Putting aside the general stupidity of firework flinging, football fans the world over will be forgiven a moment of guilty satisfaction at the fleeting shift in power from millionaires - in shorts and in boardrooms - to the terraces.
Now, flexing their muscles in this way is a pathetic and flouncy
response to a poor run of form, and Genoa’s Ultras are more than worthy of the
scorn pool in which they currently swim. But among modern football’s dejected
voyeurs across Europe, you may yet spot an envious glance towards the direct action fan-power of the Ultras.
Subcultural exchange across European football terraces is
nothing new. 20th Century examples include Liverpool fans returning
bedecked in looted Italian and French leisurewear from their European travels
in the 70s and 80s - igniting England’s casual movement. In
Manchester, City fans regularly bounce to the Poznan while United fans rarely
return from Europe without a new ditty for football league clubs throughout the
land to rip-off ad infinitum.
During a pre-season Luton friendly vs Ajax a few years
ago I stood among visiting Dutchmen (enduring a mini-tour before their Emirates
Cup duties down the M1) sporting Burberry caps and singing songs in English, seemingly
at ease with our particularly refined brand of Bedfordshire banter.
In England - and specifically Luton pubs - we often dream,
misty eyed, of the collapse of the modern game as the foundations of the
Premier League’s corporate castles sink further into their sandpits of debt and
deceit - while supporters groups lay in wait to save the day.
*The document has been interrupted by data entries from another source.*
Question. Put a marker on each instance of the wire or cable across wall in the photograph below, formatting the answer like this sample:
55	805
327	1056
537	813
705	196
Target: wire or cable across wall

More than once at Luton we’ve ousted dodgy owners with organised
supporter campaigns to withhold season ticket money. At one stage it looked set
to become an annual activity. And the following season or so the terraces saw the
customary flurry of ultra-esque branding appear - the flags, T shirts, website, facebook
group...
At FC United they call it punk
football and I don’t know what they call it at Ebbsfleet, but down in the Conference
you are never more than a fixture or two away from some incarnation of the
Ultra aesthetic on the terraces - Latin slogans blazed across flags made in
Yorkshire. Ultra culture has become the calling card of football's downtrodden.
While the coming UEFA regulations and recent events at Ibrox
seem to signpost a future of realistic ambitions and financial fair play, as
supporters we look enviously at direct attempts to force football’s powerful
few to recognise that it is us, the supporters that really count.
Trading songs and knock-off jackets aside, more and more estranged supporters now look to Germany
and the seemingly bygone utopia of cheap tickets, standing areas and a future
of fan owned clubs that many are currently enjoying in the Bundesliga.
While we secretly dream of an Ultra revolution to take
back the game for ordinary supporters, it’s got to be the slightly less firework-y
German model that we aim for. Even if we do it wearing Italian Jackets,
singing Spanish songs and doing a Polish dance.